# If Google Music Fcs When You Stream Over 3G...likely Fix Here



## Redflea (Jun 7, 2011)

I did some testing on my D2 running CM7, and found out that when trying to stream Google Music and Google Listen over 3G with ad blocking enabled:

- JRummy's ROM Toolbox recently updated (in the last day or two) ad blocking hosts file is ok with Google Music, but blocks Google Listen 3G streaming.

- The AdFree Android ad blocker host file is ok with both Google Music and Google Listen 3G streaming

Wifi streaming works fine regardless, of the hosts file used.

So if you've been having FC issues with Google Music streaming over 3G, and have ROM toolbox ad blocking installed, remove and reapply ad blocking to get the newer version of his hosts file

If you want to use Google Listen over 3G, then at this point, you'll have to use the Adfree Android add blocking hosts file.

I actually found that it is most reliable to revert you hosts file using Adfree Android, and then apply whichever ad blocking you prefer, depending on which apps you're using.
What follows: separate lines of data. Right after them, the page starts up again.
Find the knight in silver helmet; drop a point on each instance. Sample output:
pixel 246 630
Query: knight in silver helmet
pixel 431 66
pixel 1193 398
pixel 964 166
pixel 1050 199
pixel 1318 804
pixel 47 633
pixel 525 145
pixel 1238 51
I sent a message to JRummy about it, so maybe he can work out the cause and update it.


----------



## MrB206 (Nov 14, 2011)

Just an fyi, I just flashed) Liquid 3.2 and I encountered the fc issues experienced with cm7 and the ad blocker in RTB. Using adfree as an alternative works, so it must be an issue with RTB.


----------



## ro6666lt (Sep 2, 2011)

Radness.


----------



## Melon Bread (Nov 29, 2011)

Thanks for the work around, now I can make it work on my HTC Glacier.


----------



## Redflea (Jun 7, 2011)

Melon Bread said:


> Thanks for the work around, now I can make it work on my HTC Glacier.


NP, glad it worked for you.


----------